Bunun uluslararası koşulları fazlasıyla vardır. Sorun gelip Kürd siyasal güçlerine takılmaktadır. Kürd siyasal güçleri süreci doğru okur, milli bir politika oluşturur, bu temelde birliği sağlar ve önüne bağımsızlık, ülke ve millet birliğini koyar, bunun mücadelesini verir ve bunu uluslararası güçlere dayatırsa kazanmamaları için hiçbir sebeb yoktur.

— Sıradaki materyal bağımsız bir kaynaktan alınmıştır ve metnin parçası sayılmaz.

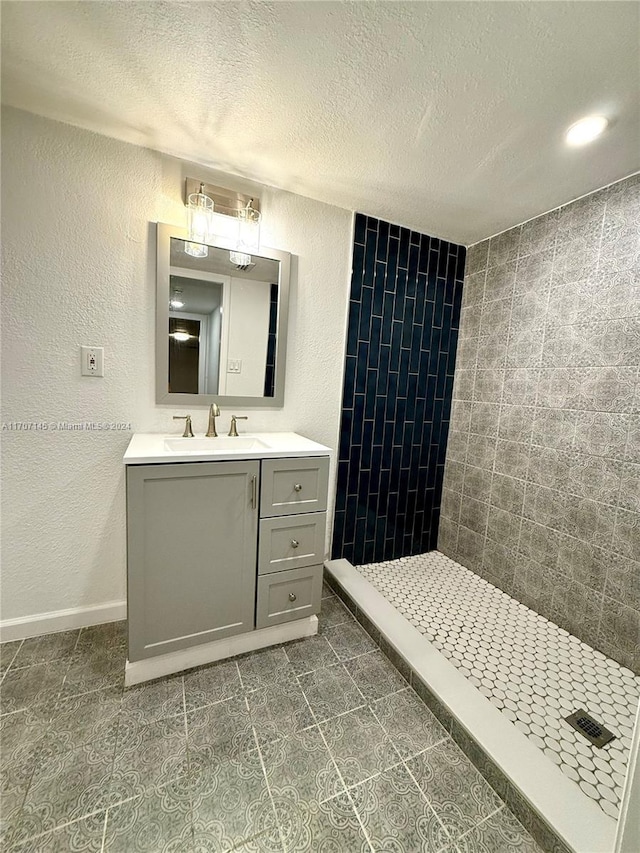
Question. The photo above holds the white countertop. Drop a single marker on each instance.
(152, 448)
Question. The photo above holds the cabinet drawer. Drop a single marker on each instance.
(291, 486)
(285, 596)
(291, 542)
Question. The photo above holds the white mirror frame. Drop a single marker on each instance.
(164, 235)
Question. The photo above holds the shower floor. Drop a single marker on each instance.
(534, 672)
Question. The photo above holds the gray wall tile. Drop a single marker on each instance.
(548, 398)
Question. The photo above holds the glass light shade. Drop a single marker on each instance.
(240, 259)
(199, 216)
(249, 229)
(224, 229)
(196, 250)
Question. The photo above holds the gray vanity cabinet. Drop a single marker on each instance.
(192, 548)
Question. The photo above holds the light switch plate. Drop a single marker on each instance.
(92, 361)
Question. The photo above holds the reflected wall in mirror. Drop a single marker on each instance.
(221, 325)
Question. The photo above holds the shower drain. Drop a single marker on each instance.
(590, 728)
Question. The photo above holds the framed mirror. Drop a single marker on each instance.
(221, 326)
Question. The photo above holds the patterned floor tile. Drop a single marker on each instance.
(83, 835)
(375, 675)
(263, 668)
(47, 648)
(302, 761)
(395, 815)
(279, 710)
(500, 833)
(32, 685)
(8, 652)
(333, 613)
(408, 722)
(534, 672)
(93, 671)
(457, 793)
(23, 728)
(159, 821)
(209, 684)
(111, 637)
(83, 719)
(150, 755)
(219, 732)
(327, 592)
(232, 799)
(67, 786)
(358, 745)
(308, 826)
(349, 640)
(310, 654)
(330, 691)
(154, 700)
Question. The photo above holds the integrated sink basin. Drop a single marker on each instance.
(214, 445)
(156, 448)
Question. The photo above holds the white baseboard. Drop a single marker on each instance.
(145, 670)
(61, 620)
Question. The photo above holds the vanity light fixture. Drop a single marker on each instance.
(586, 130)
(240, 260)
(235, 221)
(176, 299)
(199, 223)
(249, 230)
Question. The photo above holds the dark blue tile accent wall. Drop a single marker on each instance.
(270, 371)
(404, 315)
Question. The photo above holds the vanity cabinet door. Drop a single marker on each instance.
(192, 538)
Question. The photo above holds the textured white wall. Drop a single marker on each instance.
(79, 268)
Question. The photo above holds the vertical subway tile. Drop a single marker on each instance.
(406, 297)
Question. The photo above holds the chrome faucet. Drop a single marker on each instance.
(233, 430)
(214, 411)
(188, 432)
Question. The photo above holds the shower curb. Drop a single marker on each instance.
(549, 805)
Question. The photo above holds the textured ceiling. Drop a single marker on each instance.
(444, 116)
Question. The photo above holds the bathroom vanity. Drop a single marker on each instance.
(225, 545)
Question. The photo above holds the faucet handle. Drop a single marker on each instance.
(233, 429)
(188, 432)
(214, 411)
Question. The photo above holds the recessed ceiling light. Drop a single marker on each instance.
(586, 130)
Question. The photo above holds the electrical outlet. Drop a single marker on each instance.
(92, 363)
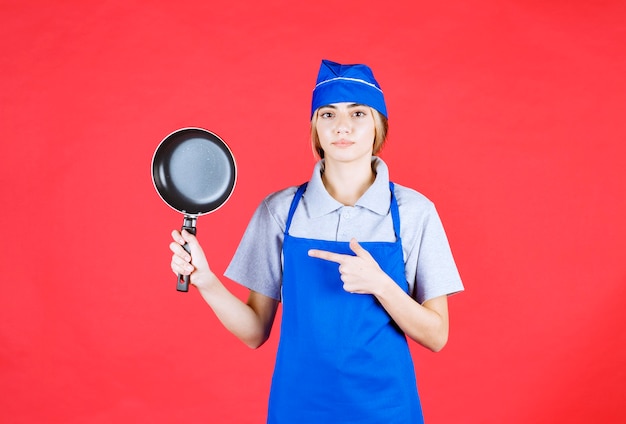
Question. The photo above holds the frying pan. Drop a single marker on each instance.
(194, 172)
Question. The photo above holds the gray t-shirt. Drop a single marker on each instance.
(429, 266)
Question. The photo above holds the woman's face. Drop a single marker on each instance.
(346, 131)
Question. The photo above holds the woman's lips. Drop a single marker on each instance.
(342, 143)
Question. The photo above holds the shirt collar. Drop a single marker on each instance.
(377, 197)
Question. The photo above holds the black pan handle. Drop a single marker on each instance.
(189, 224)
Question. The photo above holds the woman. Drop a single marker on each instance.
(358, 263)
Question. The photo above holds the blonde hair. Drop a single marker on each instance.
(381, 126)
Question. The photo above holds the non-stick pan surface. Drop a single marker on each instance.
(194, 172)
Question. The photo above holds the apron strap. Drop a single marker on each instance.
(395, 214)
(294, 204)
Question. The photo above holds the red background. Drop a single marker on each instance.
(509, 115)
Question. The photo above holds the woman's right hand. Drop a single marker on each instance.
(195, 264)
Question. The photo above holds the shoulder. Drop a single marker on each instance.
(412, 200)
(276, 204)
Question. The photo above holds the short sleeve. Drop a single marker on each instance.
(257, 262)
(437, 274)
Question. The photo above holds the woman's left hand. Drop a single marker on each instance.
(360, 274)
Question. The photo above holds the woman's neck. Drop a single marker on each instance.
(347, 182)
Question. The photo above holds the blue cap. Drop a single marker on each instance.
(338, 83)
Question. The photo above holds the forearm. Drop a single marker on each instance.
(426, 324)
(249, 322)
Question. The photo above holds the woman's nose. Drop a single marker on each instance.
(342, 124)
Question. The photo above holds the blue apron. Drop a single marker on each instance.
(341, 358)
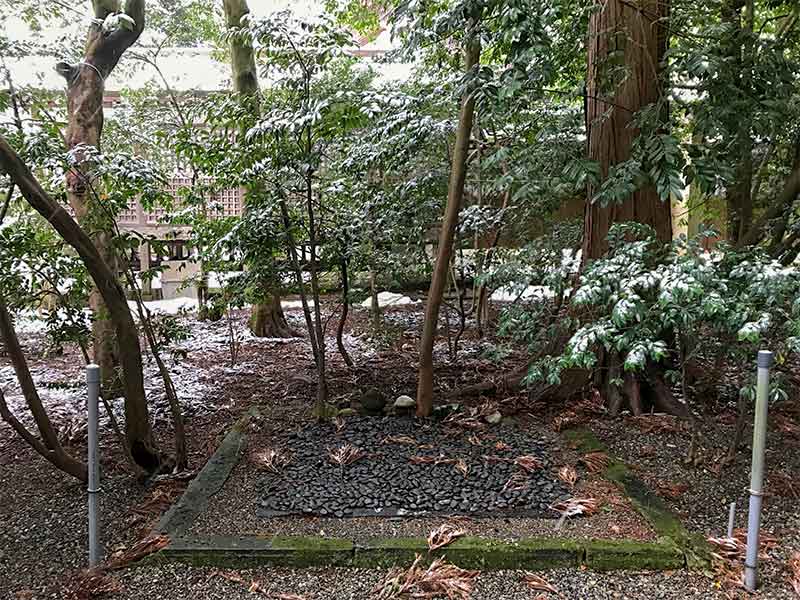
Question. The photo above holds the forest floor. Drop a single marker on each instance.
(43, 514)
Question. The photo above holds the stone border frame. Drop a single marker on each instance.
(675, 548)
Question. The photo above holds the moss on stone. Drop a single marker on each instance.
(665, 523)
(312, 551)
(472, 553)
(606, 555)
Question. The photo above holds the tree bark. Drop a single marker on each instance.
(343, 318)
(454, 199)
(85, 85)
(137, 421)
(609, 112)
(738, 196)
(266, 318)
(49, 447)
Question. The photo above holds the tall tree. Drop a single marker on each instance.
(267, 318)
(137, 421)
(455, 196)
(627, 42)
(626, 48)
(111, 33)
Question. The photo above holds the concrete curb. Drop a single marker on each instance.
(179, 518)
(533, 554)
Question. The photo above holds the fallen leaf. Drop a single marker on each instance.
(535, 582)
(568, 475)
(444, 535)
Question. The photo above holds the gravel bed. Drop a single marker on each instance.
(43, 521)
(232, 510)
(180, 581)
(387, 482)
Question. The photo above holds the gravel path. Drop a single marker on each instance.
(179, 581)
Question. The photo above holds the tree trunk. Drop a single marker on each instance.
(85, 85)
(454, 198)
(49, 447)
(738, 196)
(345, 309)
(137, 421)
(609, 112)
(266, 318)
(639, 32)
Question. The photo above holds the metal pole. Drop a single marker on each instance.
(93, 489)
(757, 470)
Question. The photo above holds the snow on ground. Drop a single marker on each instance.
(176, 306)
(173, 306)
(389, 299)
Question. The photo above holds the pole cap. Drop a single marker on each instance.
(92, 373)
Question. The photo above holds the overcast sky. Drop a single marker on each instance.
(186, 70)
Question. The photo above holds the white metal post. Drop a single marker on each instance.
(93, 489)
(757, 470)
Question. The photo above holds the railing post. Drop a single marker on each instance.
(93, 464)
(757, 470)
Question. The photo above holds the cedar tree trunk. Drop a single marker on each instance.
(638, 31)
(642, 38)
(267, 318)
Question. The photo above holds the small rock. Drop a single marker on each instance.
(405, 402)
(373, 401)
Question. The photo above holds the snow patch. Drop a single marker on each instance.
(390, 299)
(512, 293)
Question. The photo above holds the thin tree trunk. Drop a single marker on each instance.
(343, 319)
(50, 448)
(137, 421)
(454, 199)
(85, 86)
(738, 197)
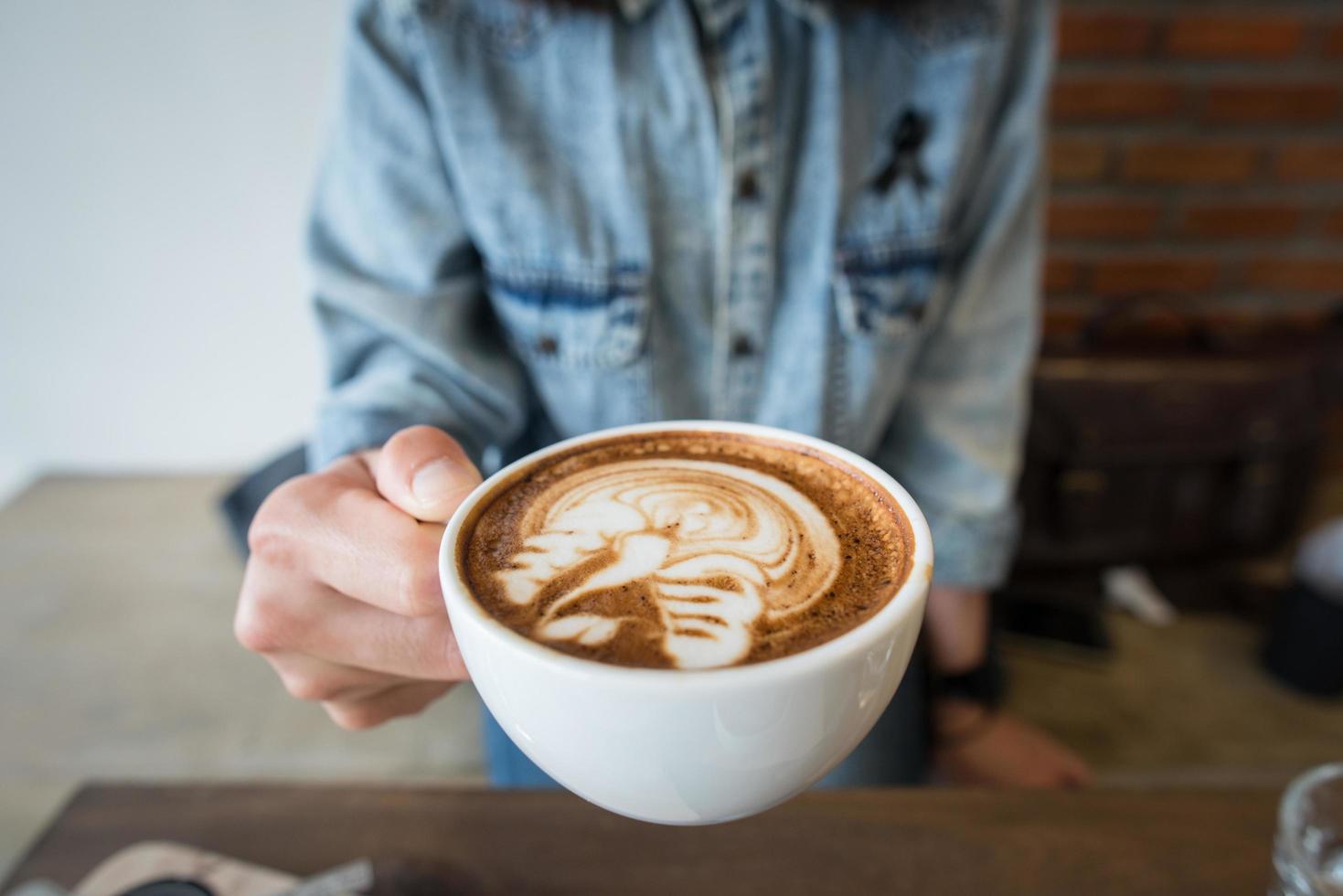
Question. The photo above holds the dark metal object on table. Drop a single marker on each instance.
(1305, 646)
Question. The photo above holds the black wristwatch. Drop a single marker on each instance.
(986, 684)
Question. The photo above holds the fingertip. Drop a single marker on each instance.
(426, 473)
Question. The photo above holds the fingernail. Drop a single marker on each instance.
(434, 481)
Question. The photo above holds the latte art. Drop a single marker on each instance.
(685, 551)
(715, 546)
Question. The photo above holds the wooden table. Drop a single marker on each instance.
(890, 841)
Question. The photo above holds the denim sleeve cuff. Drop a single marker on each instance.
(971, 551)
(338, 434)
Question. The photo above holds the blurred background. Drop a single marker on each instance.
(155, 343)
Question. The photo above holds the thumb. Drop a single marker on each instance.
(424, 472)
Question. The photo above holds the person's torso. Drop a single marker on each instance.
(712, 208)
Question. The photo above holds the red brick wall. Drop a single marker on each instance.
(1199, 154)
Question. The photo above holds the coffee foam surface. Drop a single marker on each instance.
(687, 557)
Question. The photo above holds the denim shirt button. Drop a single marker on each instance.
(748, 188)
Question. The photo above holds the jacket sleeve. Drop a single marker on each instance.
(398, 286)
(956, 437)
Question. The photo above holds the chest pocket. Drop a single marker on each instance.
(898, 208)
(884, 291)
(572, 318)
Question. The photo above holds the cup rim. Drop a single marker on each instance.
(464, 607)
(1288, 827)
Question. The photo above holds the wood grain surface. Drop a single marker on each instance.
(870, 841)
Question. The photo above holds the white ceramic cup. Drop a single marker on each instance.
(689, 747)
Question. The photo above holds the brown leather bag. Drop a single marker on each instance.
(1186, 449)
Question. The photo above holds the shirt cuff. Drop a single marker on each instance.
(343, 432)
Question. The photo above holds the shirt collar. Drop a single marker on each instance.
(814, 11)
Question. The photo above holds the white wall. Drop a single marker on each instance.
(155, 163)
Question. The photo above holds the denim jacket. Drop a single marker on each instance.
(535, 220)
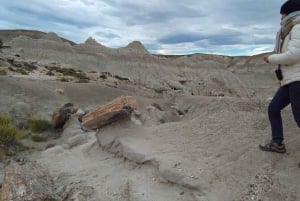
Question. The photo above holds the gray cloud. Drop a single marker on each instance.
(162, 26)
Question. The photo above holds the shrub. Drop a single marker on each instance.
(83, 81)
(38, 125)
(64, 79)
(3, 72)
(8, 132)
(21, 71)
(39, 138)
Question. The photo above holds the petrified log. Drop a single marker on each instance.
(115, 110)
(62, 114)
(27, 182)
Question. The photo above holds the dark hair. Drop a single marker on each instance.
(290, 6)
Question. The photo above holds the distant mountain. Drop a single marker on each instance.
(8, 35)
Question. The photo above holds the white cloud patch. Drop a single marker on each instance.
(175, 27)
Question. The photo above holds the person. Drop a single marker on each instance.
(287, 57)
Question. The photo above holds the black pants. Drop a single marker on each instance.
(285, 95)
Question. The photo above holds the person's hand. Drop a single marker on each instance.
(266, 59)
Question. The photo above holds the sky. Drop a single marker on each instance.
(226, 27)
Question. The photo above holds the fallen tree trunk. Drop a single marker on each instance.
(27, 182)
(115, 110)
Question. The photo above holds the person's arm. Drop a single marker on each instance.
(292, 55)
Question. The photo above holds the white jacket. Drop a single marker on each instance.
(290, 57)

Fakat bu değil de, her kesin parçası kendisine, hangi parçada oradaki parti/partiler nasıl yaşamak istiyorlarsa öyle yaşasın mantığıyla davranılırsa hem kendileri, hem de kendileriyle birlikte Kürd milleti kaybedecektir.
Tercihler bu kadar açık ve nettir. Orta bir yol yoktur. Temenimiz başta Güney Kürd Hükümeti olmak üzere dört parça Kürdistan'daki politik güçlerin kendini gözden geçirmesi, ezen devletlerle birlikte yaşamayı ve parçacılığı aşması, bağımsızlık ve birliği hedeflemeleridir.
Şu bilinmelidir. PKK/PYD'nin "Kanton" ucubesi ile başta Güneyli partilerin parçacı yaklaşımları arasında öz de bir fark yoktur. Her iki görüşte Kürd/Kürdistan'ı bölen yaklaşımlardır. Her ne kadar Kürd/Kürdistan parçalanmış olsa da, Kürdler bir millet ve Kürdistan bir ülkedir. Kürd/Kürdistan Devriminin hedefide bu parçalanmışlığı gidermektir. Kimse bundan kaçınamaz. Kaçınanlar aşılacaktır. GOP'un planlaması budur. Kürdistan'ı eğemenliğinde bulunduran devletleri hedeflemiş durumda ve böleceği kesinlik kazanmıştır. Kürd siyasal önderliği bunu görüp, buna uygun bir politika ve kendini buna göre pratikleştirirse Büyük Kürdistan gerçekliğe kavuşacaktır. Kürd siyasal güçleri, işi yokuşa sürmeden, başka arayışlara sapmadan yaşanan sürecin ruhuna uygun davranırlarsa 21. Yüzyıl Kürdlerin yüzyılı olacaktır.